Похоже, данная тактика была верной.
-- Филиппов! -- прикрикнул Никита Петрович. – Садись за руль и гони в Вишенки. Автомобиль в сарай, труп в ледник. Назад вернешься пешком.
-- Если бы мне позволили расспросить знакомых Саломеи Давидовны, – осторожно проговорил Коцебу. – У вас самого, Никита Петрович, вряд ли будет время, а кто-то должен это сделать, и поделикатнее, не открывая правды.
Евгений чувствовал, что друг тщательно взвешивает каждое слово, будто на точнейших аптекарских весах. Однако неожиданно Александр смолк, глядя вдаль.

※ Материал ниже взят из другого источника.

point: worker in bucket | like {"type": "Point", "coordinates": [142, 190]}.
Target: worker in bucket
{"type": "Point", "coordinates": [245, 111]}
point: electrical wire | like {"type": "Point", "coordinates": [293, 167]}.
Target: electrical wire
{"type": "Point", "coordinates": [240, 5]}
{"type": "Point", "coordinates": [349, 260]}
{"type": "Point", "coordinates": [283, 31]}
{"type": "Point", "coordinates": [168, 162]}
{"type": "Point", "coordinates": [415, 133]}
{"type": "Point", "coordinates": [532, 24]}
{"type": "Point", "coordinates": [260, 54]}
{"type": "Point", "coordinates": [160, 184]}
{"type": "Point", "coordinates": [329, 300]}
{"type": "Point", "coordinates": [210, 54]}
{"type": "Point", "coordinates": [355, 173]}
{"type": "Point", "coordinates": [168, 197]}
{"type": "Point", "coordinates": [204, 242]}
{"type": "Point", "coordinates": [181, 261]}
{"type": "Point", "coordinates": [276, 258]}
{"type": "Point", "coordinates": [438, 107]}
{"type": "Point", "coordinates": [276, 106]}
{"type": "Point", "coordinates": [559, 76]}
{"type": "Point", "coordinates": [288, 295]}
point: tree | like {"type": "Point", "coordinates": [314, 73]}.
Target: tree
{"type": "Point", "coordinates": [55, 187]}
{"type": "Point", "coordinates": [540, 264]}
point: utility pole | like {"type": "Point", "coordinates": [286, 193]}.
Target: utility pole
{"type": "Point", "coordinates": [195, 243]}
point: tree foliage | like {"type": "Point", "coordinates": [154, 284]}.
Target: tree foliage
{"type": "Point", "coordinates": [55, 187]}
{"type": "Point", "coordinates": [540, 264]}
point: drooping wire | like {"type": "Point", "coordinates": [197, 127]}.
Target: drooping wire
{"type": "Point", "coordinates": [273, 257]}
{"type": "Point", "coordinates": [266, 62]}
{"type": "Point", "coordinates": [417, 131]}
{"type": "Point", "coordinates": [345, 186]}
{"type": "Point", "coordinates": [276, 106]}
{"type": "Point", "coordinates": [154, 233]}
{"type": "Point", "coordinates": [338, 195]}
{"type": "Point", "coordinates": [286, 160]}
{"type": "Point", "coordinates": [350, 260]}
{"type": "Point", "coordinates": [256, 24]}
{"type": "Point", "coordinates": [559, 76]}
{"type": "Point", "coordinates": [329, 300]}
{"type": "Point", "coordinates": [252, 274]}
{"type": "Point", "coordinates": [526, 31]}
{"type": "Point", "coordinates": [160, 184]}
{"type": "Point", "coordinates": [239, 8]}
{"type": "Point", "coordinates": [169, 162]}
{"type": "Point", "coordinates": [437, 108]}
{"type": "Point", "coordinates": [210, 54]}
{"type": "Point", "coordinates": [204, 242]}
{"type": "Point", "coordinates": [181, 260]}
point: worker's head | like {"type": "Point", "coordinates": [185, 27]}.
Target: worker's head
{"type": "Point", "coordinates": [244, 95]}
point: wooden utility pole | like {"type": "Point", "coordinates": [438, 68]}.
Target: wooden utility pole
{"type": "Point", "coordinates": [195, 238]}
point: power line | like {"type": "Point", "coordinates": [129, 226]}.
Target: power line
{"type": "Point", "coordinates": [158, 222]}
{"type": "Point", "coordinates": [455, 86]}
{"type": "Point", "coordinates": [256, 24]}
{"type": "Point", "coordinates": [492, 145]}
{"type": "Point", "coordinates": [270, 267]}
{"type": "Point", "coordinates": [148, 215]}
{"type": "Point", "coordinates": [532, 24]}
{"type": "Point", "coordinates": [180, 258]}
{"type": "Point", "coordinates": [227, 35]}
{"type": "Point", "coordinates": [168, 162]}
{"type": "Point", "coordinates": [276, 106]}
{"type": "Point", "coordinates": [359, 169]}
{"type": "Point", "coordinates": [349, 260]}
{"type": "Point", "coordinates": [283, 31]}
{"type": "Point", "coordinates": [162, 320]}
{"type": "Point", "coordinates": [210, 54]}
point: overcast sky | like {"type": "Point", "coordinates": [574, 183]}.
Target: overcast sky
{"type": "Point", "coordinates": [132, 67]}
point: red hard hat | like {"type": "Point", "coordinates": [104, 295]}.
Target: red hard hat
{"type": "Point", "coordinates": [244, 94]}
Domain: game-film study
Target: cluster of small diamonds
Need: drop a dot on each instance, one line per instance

Красилов уставился туда же. Кто-то бежит по дороге, или это мерещится?
-- Скончался, -- тихо произнес адвокат и зачем-то посмотрел на часы. – Сейчас шесть с четвертью. Значит, около шести его не стало...
-- Не каркай! – вырвалось у возмущенного Евгения.
Александр пожал плечами.
-- Сюда спешит жандармский ротмистр Савицкий. Причина очевидна.
К ним уже приблизился сутуловатый мужчина в форме.
-- Ваше высокоблагородие! – задыхаясь и явно нервничая, доложил он. – Граф Толстой изволили умереть! Семья решительно отказалась пускать к нему монахов даже в самый последний миг. Дом Озолина окружила толпа, некоторые уже произносят речи.
-- А тут еще эта Гольдберг со своими богемными дружками, женихами и дядюшкой-жидом! – рявкнул Харламов, ударив кулаком по автомобилю.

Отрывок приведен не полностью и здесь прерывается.